Sie kommen über E-Mail-Adressen, aus Singlebörsen und neuerdings sogar aus Partneragenturen: Scammer. Das Geschäft blüht leider nach wie vor, und seit bekannt wurde, dass die dreisten Verbrecher zum großen Teil aus Afrika kommen (man spricht von der Ghana-Nigeria-Connection) haben die Leute einen neuen Trick: Nun geben sie sich immer häufiger als US-Amerikaner aus, die ihr „Glück“ suchen, so auch im Fall einer 48-jährige Krankenschwester aus Österreich, die das Geld nach Ghana überweisen sollte, um ihren armen Geliebten dort auszulösen, weil seine „Kreditkarte nicht funktionierte“.

Das Problem in solchen Fällen besteht vor allem darin, dass die Polizei im Inland so gut wie machtlos ist. Das Nachverfolgen der E-Mail-Adressen (mehr hat man zumeist nicht) endet in Internetcafés. Vor allem aber werden fast immer die E-Mail-Adressen von unkritischen Betreibern benutzt. Betrüger arbeiten so gut wie immer mir Betreibern von Massen-E-Mail-Accounts, und fast nie mit Individual-Accounts. Allerdings: Auch seriöse Partnersuchende legen sich aus Datenschutzgründen oftmals eine „öffentliche“ Adresse zu, obgleich sie eine individuelle Adresse besitzen.

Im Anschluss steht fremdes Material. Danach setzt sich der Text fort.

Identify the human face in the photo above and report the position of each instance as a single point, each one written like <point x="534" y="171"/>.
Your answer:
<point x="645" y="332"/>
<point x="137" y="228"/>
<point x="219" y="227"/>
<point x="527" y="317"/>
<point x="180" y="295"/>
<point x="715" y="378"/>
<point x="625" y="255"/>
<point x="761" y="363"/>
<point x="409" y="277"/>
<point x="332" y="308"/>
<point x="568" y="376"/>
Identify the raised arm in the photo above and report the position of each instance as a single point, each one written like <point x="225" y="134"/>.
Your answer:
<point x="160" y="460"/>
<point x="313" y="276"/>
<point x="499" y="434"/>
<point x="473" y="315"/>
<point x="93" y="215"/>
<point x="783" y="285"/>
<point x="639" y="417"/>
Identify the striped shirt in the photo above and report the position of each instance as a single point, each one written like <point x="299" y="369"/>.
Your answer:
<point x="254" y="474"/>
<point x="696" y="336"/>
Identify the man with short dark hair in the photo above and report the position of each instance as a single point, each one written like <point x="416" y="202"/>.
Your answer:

Warum die Österreicherin Ihr Erlebnis bei einer Partneragentur hatte, ist ebenfalls leicht erklärbar: Zwar gibt es hier Kontrollen einerseits und die „Geldbarriere“ andererseits, aber die möglichen „Gewinne“ sind derart hoch, dass man sich sogar gelegentlich leistet, Premiummitglied zu werden – zumal sich mehrere Männer den Account teilen können. Die Betreiber haben nicht viel Möglichkeiten, den kriminellen Energien der morallosen Betrüger etwas entgegenzusetzen, denn der eigentlich verdächtige, individuell gestaltete „Schmus“ steht nicht im Profil, sondern wird per Email übermittelt.

Die Zeiten, in denen hauptsächlich ältere, weißhäutige Loser als Opfer ausgewählt wurden, ist übrigens vorbei: Die Betrüger wissen genau, welche Gruppen „Mangel leiden“ – und genau in diese Gruppen versuchen sie einzudringen.